Research ReportVoltage-dependent anion channels (VDACs) promote mitophagy to protect neuron from death in an early brain injury following a subarachnoid hemorrhage in rats

- Mitophagy plays a key role in neuroprotection following SAH via VDAC1-LC3 pathway.
- VDAC orchestrated the autophagy in mitochondria following SAH.
- VDAC1siRNA deteriorated the brain injury by attenuating VDAC and LC3, accumulating ROS.
- Rapamycin reduced brain injury by increasing FUNDC1 and LC3, decreasing ROS and the expression of apoptosis and necrosis.

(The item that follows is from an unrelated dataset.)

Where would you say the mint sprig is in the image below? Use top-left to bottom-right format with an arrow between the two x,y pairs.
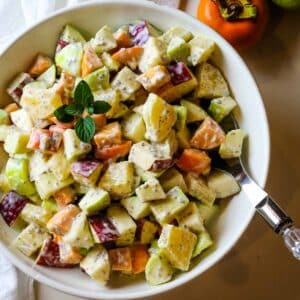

The term mitophagy is coined to describe the selective removal of mitochondria by autophagy but the process itself is still contentious, especially in the early period following subarachnoid hemorrhage (SAH). In the present study, we investigated the role of mitophagy following 48 h after SAH injury in rats. Specifically evaluating whether mitophagy, through voltage dependant anion channels (VDACs) interacting with microtubule-associated protein 1 light chain 3, could orchestrate the induction of apoptotic and necrotic cell death in neurons, a VDAC1siRNA and an activitor Rapamycian (RAPA), were engaged. One hundred and twelve male Sprague-Dawley rats were randomly divided into 4 groups: Sham, SAH, SAH+VDAC1siRNA, and SAH+RAPA. Outcomes measured included mortality rate, brain edema, BBB disruption, and neurobehavioral testing. We also used western blotting techniques to analyze the expressions of key mitophagic/autophagic proteins and pro-apoptotic protein such as ROS, VDAC1, LC-3II and Caspase-3. Rapamycin treatment significantly improved the mortality rate, cerebral edema, and neurobehavioral deficits; apoptotic and necrotic cell death in neurons were reduced by Rapamycin following SAH injury. However, VDAC1siRNA worsened the brain injury following SAH. Immunohistochemical staining and western blot analysis demonstrated a decreased expression of VDAC1, LC3II, and an increase of ROS and Caspase-3 followed by VDAC1siRNA administration. In conclusion, mitophagy induced by VDAC1 following SAH injury may in fact play a significant role in neuroprotection, the mechanism which may be through the attenuation of the apoptosic and necrosic molecular pathways. This translates a preservation of functional integrity and an improvement in mortality.